The jury found in favor of defendant on the conversion and money had and received claims. It sat as an advisory jury pursuant to ORCP 5 ID on the accounting claim and determined all claims against plaintiff and in favor of defendant. The court found the advisory verdict proper and adopted it as its own. Plaintiff argues that our scope of review of the equitable claim is de novo and that, on the basis of the evidence presented we should require defendant to return to the estate all the money used for his *634own benefit. In essence, plaintiff argues that we should find that she did not make a gift of these funds to defendant.
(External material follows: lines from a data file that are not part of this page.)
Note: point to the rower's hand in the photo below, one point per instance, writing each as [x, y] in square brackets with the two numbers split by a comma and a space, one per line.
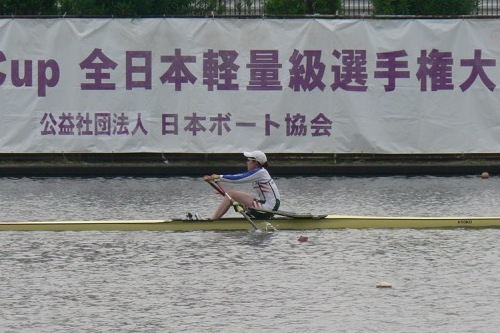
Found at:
[213, 177]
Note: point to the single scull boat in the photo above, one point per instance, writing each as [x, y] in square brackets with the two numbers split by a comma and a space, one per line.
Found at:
[303, 222]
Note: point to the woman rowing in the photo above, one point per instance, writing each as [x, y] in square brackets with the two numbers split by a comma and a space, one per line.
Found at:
[267, 191]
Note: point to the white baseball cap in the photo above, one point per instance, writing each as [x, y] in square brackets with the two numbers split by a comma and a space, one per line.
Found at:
[257, 155]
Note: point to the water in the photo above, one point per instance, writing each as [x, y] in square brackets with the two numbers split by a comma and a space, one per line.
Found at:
[443, 280]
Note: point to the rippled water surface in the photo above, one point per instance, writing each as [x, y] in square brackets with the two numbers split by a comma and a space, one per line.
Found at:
[443, 280]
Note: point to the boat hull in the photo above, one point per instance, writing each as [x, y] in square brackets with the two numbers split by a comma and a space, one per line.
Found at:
[240, 224]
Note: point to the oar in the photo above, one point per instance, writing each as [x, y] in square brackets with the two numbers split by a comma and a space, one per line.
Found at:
[288, 214]
[237, 206]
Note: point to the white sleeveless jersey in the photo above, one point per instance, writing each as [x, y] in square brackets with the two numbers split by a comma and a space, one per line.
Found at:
[263, 184]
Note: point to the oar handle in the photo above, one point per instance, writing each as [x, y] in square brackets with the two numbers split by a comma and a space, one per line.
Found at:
[217, 187]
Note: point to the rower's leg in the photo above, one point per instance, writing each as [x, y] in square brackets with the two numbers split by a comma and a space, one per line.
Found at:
[240, 197]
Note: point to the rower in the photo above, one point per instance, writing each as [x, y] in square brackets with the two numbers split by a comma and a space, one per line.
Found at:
[268, 196]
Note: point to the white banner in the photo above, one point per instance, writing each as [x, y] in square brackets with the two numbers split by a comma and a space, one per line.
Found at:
[227, 85]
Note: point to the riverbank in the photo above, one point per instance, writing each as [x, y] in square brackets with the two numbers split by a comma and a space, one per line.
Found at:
[168, 165]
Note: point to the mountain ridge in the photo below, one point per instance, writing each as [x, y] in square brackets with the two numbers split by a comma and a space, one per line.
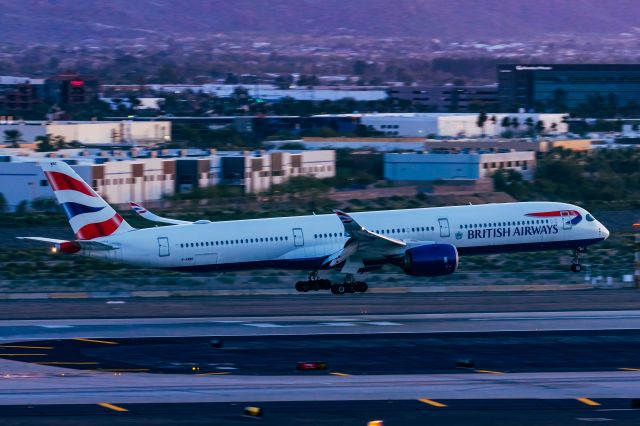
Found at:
[65, 20]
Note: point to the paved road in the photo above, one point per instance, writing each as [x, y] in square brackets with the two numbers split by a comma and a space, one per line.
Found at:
[324, 304]
[362, 354]
[14, 330]
[95, 387]
[342, 413]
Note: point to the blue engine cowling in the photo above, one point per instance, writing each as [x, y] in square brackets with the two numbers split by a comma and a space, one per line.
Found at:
[430, 260]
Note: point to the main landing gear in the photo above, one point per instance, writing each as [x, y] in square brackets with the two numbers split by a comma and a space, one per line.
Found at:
[348, 286]
[576, 266]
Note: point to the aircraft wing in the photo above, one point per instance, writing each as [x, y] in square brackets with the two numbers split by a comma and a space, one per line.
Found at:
[146, 214]
[362, 244]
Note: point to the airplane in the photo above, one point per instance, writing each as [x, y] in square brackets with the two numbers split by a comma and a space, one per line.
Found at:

 Plaintiff is correct in the abstract that in an equitable accounting claim tried to an advisory jury the trial court is free to disregard the finding of the jury and rule on its own. She is also correct in stating that we review equitable claims de novo and may arrive at a conclusion different than the trial court. However, because of the particular posture of this case we adopt a different approach. The central issue in all three claims for relief was whether the protected person had made a gift to defendant and the scope of any such gift. The jury, in rendering a verdict for defendant in the two law actions, necessarily found that there was a gift of the funds defendant used for his own purposes. The same jury, in its advisory verdict by answers to interrogatories, stated that there had been a gift. The right of defendant to use the funds was therefore determined in the two law actions. Equity cannot disregard the determination in the law action of the legal rights of the parties to funds involved in the accounting. A separate determination of the legal relationship in equity would be tantamount to a collateral review of the jury’s findings in the law action.
 The purpose of an accounting is to strike a balance between the parties and determine if any funds are owed by either. A settlement of the account may require an order for one party to pay funds to the other. If, as in this case, the entitlement to the funds has been determined by a verdict in the law side of the case, there is nothing left to account for. The decree was appropriate.
Affirmed.

 After the notice of appeal was filed, the protected person died. Her estate was substituted as plaintiff.

 Plaintiff actually made two motions for directed verdict and assigns the denial of each as error. Plaintiff does not distinguish between the two on appeal and we treat them the same on review.